Outra vez Robles, os parques e as isenções

Duas notícias desta semana trouxeram-me à memória Ricardo Robles e o célebre prédio reabilitado em Alfama e valorizado numa mão bem cheia de milhões de euros.

A primeira notícia diz respeito à proposta – publicitada como se se tratasse de facto consumado – de aumento dos preços do estacionamento em Lisboa e criação de mais duas novas zonas (castanha e preta) cujo valor da hora pode chegar aos três euros.

Mais uma vez, o argumento é o do desincentivo ao estacionamento e afastamento dos carros do centro da cidade.
Uma falácia. Já ninguém fumava se o aumento do preço fosse efetivamente fator determinante de dissuasão ou inibição de hábitos ou comportamentos.

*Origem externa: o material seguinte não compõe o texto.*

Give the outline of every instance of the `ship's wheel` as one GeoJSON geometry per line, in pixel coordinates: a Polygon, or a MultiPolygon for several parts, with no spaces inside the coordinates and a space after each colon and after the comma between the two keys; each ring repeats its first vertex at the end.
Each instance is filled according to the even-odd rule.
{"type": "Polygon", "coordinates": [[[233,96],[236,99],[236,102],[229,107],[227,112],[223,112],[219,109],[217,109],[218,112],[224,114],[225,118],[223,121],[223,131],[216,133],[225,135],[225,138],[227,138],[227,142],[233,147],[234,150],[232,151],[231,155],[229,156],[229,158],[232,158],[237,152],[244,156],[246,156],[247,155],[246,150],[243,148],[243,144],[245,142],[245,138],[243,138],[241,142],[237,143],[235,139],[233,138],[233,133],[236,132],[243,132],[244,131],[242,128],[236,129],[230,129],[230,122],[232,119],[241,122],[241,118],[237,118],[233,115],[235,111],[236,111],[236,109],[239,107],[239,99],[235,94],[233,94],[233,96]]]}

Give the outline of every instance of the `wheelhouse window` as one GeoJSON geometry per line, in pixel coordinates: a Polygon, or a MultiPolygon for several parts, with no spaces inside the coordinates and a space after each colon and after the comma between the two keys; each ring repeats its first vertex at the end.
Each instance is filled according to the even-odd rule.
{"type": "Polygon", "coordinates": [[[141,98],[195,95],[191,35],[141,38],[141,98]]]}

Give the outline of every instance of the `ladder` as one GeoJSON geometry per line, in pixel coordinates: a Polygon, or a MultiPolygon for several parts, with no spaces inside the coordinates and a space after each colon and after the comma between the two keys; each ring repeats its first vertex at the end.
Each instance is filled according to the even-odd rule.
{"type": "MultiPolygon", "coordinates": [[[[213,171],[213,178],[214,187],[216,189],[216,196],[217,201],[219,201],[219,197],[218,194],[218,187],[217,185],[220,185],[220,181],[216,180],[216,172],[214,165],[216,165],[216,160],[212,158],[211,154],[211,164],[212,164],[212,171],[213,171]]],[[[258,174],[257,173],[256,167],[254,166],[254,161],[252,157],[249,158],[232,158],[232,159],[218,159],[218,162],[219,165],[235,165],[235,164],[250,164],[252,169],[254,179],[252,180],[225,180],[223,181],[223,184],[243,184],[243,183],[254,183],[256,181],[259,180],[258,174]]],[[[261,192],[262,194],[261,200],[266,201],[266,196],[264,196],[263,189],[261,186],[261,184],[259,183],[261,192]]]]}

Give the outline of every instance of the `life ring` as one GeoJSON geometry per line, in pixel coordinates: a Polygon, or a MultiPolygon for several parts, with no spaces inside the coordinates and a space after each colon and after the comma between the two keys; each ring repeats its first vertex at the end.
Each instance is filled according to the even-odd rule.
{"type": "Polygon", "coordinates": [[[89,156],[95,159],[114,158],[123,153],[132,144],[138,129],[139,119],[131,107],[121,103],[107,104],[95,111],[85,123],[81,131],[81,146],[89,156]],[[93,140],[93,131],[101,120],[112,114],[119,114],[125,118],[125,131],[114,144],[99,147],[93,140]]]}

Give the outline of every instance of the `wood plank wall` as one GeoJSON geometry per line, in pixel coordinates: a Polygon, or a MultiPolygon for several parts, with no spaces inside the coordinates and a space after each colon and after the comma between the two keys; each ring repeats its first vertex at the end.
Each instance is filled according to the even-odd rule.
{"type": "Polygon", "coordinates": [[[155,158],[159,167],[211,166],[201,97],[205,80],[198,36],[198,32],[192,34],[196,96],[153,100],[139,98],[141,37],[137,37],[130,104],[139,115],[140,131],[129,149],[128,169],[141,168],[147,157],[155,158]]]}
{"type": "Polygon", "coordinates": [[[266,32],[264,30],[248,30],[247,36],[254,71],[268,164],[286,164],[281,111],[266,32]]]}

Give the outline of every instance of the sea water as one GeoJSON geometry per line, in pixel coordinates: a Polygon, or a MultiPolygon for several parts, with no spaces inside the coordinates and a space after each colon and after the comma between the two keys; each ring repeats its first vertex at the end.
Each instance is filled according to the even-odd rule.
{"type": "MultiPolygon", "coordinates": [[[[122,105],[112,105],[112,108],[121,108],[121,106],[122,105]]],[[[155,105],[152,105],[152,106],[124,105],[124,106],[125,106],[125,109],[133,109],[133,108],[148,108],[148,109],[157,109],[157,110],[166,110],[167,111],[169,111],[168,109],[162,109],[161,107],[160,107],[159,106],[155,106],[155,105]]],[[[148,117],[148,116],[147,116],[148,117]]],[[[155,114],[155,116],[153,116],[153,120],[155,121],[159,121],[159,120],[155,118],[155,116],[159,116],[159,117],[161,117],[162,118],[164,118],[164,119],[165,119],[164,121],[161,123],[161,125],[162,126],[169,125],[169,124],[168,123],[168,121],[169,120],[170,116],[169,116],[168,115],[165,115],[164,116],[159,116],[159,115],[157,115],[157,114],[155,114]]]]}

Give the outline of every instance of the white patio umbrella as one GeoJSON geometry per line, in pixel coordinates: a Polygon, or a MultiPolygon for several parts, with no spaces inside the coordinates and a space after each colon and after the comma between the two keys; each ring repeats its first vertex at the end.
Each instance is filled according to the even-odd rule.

A única forma de desincentivar o parqueamento automóvel à superfície nas zonas centrais da cidade é torná-lo mesmo impossível, ou seja, acabar com o estacionamento nas laterais das vias de circulação e criar estacionamento subterrâneo ou em silos – não é preciso ir muito longe para ver que esta é a única forma eficaz, de facto, para aliviar a pressão automóvel sobre os centros históricos (basta ir aqui ao lado a Madrid ou a qualquer outra cidade espanhola de média dimensão – onde pura e simplesmente deixou de haver estacionamento à superfície nas zonas de maior pressão e baixou o preço do estacionamento nos parques subterrâneos ou de silos, tornando-os efetivamente atrativos).

O aumento do preço da hora de estacionamento ou a redução do tempo válido (que é inconsequente para quem descarrega a aplicação da EMEL e faz o pagamento via telemóvel) não tem qualquer efeito prático significativo a não ser o aumento das receitas de quem cobra e das despesas de quem paga.

Por outro lado, medidas como a anunciada atribuição gratuita do dístico para o primeiro veículo dos residentes permitem, sim, que proprietários como Ricardo Robles possam assegurar um número de lugares de estacionamento gratuito pelo menos igual ao número de apartamentos criados no citado prédio – aliás, não sei mesmo se o prédio dos irmãos Robles não tem direito a uns quantos lugares de estacionamento reservados pela EMEL no seu parque subterrâneo em frente à Casa dos Bicos.

Vamos agora a outra notícia desta semana: os edifícios situados nos centros históricos classificados pela UNESCO como Património Mundial estão isentos do pagamento de IMI (Imposto Municipal sobre Imóveis), tal como, aliás, outras zonas chamadas ‘de proteção’ (como as Caves do Vinho do Porto, que também estão isentas não obstante faturarem milhões) – fora o mais que desconhecemos.

A lógica do legislador que instituiu tal isenção tinha por base uma realidade de quase abandono dos prédios nos centros das cidades, por falta de retorno do investimento necessário, por conflitos insanáveis de partilhas, por obstáculos criados ao licenciamento de obras ou projetos em razão da classificação dos edifícios ou da zona em que se encontravam inseridos, enfim, razões várias que levaram a um desolador cenário de quase desertificação desses (como de outros) centros históricos.

Acontece, porém, que o boom do turismo alterou por completo essa realidade. 

Hoje, essas zonas são de uma procura incomparavelmente maior, que levou a uma já quase completa reabilitação do edificado, com hotéis atrás de hotéis, hostels, alojamento local, comércio convencional em expansão, tudo sobrelotado e devidamente explorado, com uma fortíssima dose de especulação, como o prova, aliás, a valorização do famigerado prédio de Ricardo Robles.

E é assim nos centros históricos classificados (Porto, Guimarães, Évora, Elvas, Sintra, Óbidos, Angra do Heroísmo) como noutros que estão na lista de candidaturas à classificação (como Lisboa Pombalina e Lisboa Histórica – onde se inclui, obviamente a Alfama do edifício de Robles).

Ou seja, enquanto os prédios estiveram simplesmente devolutos, degradados ou habitados  a troco de rendas irrelevantes ou por resistentes bairristas que não abandonavam as suas casas por mais privações que passassem, o município cobrou IMI aos proprietários.

Agora que os velhos edifícios deram lugar a apartamentos de luxo, hotéis, hostels e quejandos, com preços de metro quadrado astronómicos e com taxas de ocupação e rendimento muito acima da média do resto da cidade e arrabaldes, olha, estão isentos de imposto ou em vias de ficar.

A Câmara de Lisboa diz-se de esquerda, de Fernando Medina a Manuel Salgado, passando por José Sá Fernandes ou pela presidente da Assembleia Municipal, Helena Roseta, autora da recentemente aprovada lei de bases da habitação.

Ricardo Robles não era o paladino da luta contra a especulação imobiliária?